At San Francisco's Friendship House recovery center for Native Americans, he found healing.
He also found love, eventually marrying the center's founder, Helen.
And, Waukazoo found pride in reconnecting with his Lakota heritage. As he began following Native American health traditions and talking with a community elder, he realized that connecting to culture and community can be a magical medicine that can help people feel healthy and whole.
"We had this idea of taking our community, the native community, and getting them reconnected with their culture and traditional ways, and most important their spiritual ways," said Waukazoo.
Healing became Waukazoo's calling for four decades, joining the Native American Health Center in Oakland, and helping to expand services and give native people a home in a high-rise building where a bar once stood.
"In '84 we bought this building. We bought it for $300,000. At that time, not many non-profits were into purchasing buildings," said Waukazoo.
That run-down, $300,000 former bar came with a million-dollar view.

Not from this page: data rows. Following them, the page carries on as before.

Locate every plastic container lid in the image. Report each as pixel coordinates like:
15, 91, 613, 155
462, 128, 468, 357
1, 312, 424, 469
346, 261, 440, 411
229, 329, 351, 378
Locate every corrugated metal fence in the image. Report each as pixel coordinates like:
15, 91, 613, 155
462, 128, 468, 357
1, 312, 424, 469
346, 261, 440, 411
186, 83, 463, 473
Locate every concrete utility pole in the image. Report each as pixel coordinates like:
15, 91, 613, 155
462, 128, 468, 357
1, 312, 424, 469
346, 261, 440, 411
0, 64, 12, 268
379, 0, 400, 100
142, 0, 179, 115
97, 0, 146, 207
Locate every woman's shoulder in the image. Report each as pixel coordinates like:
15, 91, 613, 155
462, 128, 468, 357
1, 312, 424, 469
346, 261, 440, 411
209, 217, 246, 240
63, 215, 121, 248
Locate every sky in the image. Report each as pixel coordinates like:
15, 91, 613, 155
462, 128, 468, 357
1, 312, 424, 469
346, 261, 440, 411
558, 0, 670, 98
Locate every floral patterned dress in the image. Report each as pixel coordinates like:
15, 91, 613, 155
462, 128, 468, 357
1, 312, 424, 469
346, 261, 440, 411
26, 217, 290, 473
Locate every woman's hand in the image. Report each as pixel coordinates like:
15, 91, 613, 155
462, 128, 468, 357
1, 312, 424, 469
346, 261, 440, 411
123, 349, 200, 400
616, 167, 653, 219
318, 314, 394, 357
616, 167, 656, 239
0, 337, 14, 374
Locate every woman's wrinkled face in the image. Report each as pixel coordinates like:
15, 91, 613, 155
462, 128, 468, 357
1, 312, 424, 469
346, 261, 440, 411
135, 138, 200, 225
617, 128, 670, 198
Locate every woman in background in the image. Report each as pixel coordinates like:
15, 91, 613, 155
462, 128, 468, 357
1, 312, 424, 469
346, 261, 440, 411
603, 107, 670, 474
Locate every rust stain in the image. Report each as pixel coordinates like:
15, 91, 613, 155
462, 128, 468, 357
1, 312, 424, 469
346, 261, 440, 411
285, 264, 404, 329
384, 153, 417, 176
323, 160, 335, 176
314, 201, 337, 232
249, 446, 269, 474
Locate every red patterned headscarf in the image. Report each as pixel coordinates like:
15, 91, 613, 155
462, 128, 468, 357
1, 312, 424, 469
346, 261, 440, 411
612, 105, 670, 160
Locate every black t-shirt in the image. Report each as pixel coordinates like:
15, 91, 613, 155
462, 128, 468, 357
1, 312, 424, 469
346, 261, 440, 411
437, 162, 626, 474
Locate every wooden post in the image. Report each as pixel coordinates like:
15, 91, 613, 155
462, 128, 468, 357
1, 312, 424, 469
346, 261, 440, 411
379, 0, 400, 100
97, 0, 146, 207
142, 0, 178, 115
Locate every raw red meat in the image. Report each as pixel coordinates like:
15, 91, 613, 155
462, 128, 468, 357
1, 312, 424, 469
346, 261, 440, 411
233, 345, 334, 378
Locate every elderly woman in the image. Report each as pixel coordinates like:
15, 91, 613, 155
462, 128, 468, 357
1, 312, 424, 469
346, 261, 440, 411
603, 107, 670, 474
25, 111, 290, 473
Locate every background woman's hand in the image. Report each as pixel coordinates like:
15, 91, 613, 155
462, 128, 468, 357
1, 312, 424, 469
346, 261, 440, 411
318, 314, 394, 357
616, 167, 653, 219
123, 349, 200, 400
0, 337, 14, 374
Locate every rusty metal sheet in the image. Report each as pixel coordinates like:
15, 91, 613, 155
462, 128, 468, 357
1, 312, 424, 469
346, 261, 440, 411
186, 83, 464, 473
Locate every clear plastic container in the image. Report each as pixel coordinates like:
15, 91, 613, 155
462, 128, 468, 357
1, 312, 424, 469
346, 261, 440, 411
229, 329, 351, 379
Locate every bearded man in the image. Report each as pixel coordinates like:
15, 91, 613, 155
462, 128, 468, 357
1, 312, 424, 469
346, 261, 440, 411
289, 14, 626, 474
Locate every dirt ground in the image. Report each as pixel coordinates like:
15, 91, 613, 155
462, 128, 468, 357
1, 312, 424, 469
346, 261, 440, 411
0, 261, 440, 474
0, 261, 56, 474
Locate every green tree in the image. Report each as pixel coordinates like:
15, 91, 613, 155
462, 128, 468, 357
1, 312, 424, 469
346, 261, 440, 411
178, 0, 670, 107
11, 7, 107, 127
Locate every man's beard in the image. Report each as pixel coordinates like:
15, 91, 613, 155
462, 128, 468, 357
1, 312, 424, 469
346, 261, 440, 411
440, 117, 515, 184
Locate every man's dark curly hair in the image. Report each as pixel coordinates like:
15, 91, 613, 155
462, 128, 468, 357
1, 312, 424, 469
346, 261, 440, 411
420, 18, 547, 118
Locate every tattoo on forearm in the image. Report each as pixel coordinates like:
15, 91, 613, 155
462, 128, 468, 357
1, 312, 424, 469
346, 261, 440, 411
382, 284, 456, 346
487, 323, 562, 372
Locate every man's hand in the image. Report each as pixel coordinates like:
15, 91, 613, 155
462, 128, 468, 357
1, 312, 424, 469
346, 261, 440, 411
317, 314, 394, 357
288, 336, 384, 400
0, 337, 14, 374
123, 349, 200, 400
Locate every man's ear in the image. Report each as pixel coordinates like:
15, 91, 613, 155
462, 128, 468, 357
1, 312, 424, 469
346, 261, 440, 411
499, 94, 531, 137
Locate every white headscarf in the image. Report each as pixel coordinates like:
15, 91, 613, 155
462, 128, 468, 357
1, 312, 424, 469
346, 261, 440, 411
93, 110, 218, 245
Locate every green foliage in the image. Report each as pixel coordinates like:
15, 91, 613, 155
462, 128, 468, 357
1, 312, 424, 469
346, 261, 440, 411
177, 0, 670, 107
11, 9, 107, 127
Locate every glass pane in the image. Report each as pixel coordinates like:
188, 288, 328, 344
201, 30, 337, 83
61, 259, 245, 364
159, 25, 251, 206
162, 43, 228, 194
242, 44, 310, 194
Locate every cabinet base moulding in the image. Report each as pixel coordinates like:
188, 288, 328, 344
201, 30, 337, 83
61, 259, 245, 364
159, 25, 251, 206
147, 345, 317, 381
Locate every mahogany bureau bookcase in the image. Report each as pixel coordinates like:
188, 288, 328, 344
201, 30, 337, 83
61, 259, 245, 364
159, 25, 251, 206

"We used to dream right here. We used to sit in what do you call those garden chairs and sit back and watch the sun go down," said Waukazoo, looking out over Oakland's Fruitvale district all the way to the San Francisco skyline.
The words "Native Land" are now painted in large letters on the rooftop.
It has become a point of pride for younger generations who've grown up within its walls.
Hector Patty says reclaiming traditions of healing helped turn him away from a future at juvenile hall.
"I came up through the youth program and through Marty's dedication in the youth," said Patty, "I actually made a life-changing decision right outside our building down the street. Do I want to take this route or this route?"
As Waukazoo walked through the Native American Health Center building for the last time as CEO, he walked through the doctors' offices and dental chairs that now serve thousands of patients who come from more than 100 indigenous communities.
People stopped to show their gratitude. Generations of native and indigenous people have found a place to heal physical and spiritual wounds.
"He's an incredible man. He's always had our backs. He always listens. He cares about the community, about our well-being, about our families," said Rene Gonzalez, an NAHC youth group leader.
"I'm from Oakland, my mom is from Oakland, and we've been coming here since the 80s," said one woman who was there with her baby.
"The priority is the children. Because they're the most sacred gift," said Waukazoo, who leaves a legacy that runs generations deep, and has spread nationwide.
And at day's end, he finally walked to the Health Center's newest addition. Its very own sweat lodge, all built with homegrown willow, by hand, by young men Waukazoo helped raise,"
"Usually, this would be covered with tarps and there'd be a fire, there'd be an altar," said Patty, "You come out of there, it's like you're coming out of the womb again. Your sins are done. You're fresh."
On his final day of farewells, Waukazoo received a tribute from Patty in the form of a song. Patty says he'd written it in memory of Waukazoo's late wife.
"I made this song for her, actually Mother's Day 2021. It was right after she passed, and it's her song. And it means mother, help me," said Patty.
It was a reminder of what health and healing are all about.
As Patty sang, the melody was like medicine, a mixture of native culture, community, and love.
"To give them the opportunity to reconnect spiritually," said Waukazoo, "It's very important that the next generation takes over."
And as for the hardships he has faced in his life, Waukazoo had a message for the next generation.
"These adversities you look at them and be grateful," he said.